When some in this new class of disenfranchised Ivoirians took up arms (and became, in government and media parlance, "rebels"), the French military stepped in to enforce a fragile cease-fire, while the country's economy and social structure fell into ruin. Sociologist Benoît Scheuer, who has studied Kosovo and Rwanda, says that the wedge the politicians continue to drive between Ivoirians makes the Ivory Coast a genocide waiting to happen.

Imagine how Ahmadou feels. He watched the French back a dictator friendly to them for three decades then tolerate thugs destroying his country, tearing his people apart, and nearly killing him. He flees his country with no national identity papers. It's 2002: the U.S. isn't welcoming refugees, particularly undocumented ones, with open arms. Where can he go, where can he hope to bring his family and make a new life for them, but France? Yet he arrives to face housing discrimination, delayed meetings about his refugee status (which affects his work status), and other indignities. He flees a government creating false divisions among people to live under one that pretends real divisions don't exist. You can imagine how conflicted he feels about being here. These are the people right-wing French politicians are telling to "love it or leave it."

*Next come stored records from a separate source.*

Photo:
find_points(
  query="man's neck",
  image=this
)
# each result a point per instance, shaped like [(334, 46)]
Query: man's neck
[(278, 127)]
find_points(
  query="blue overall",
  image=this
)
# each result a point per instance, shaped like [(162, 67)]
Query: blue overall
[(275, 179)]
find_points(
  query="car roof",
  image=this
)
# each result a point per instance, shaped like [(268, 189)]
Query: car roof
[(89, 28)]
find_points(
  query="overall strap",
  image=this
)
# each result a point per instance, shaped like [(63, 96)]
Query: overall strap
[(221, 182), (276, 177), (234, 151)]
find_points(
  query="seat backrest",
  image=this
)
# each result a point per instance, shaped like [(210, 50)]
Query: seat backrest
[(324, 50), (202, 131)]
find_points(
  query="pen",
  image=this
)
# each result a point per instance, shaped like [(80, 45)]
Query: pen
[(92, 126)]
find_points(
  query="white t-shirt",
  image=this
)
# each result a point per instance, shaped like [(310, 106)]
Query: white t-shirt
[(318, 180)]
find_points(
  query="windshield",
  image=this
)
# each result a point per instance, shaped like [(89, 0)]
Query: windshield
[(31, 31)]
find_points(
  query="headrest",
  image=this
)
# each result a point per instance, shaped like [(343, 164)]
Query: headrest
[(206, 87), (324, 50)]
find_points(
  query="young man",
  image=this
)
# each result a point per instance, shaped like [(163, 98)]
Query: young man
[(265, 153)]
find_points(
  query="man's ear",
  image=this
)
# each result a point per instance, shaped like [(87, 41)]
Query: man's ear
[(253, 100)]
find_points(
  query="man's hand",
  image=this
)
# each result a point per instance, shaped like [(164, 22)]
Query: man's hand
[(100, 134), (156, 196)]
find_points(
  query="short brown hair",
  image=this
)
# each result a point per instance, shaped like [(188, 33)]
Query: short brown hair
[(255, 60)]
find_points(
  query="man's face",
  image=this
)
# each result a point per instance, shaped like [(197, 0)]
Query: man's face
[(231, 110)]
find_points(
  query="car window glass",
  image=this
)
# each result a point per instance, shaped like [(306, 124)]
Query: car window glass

Even so, it's not the Ahmadous or their children who are participating in the current violence in France. The vast majority of immigrants and their descendants, even if they're frustrated with the French system, are respectful, law-abiding people who seek an end to the violence rather than perpetrating it. After all, their cars and schools are being torched, their image is being smeared. But given the frustration that's fueling the riots, it's amazing that they haven't happened much sooner and grown much worse.

There is hope that the French political elite is starting to get it. Prime Minister Dominique de Villepin ended an interview Monday night by citing discrimination as a factor driving the violence. He called on all citizens to take responsibility for ending discrimination. I hope that the state will acknowledge its responsibility, too. And to do that, it has to admit that in France, like everywhere else, race matters.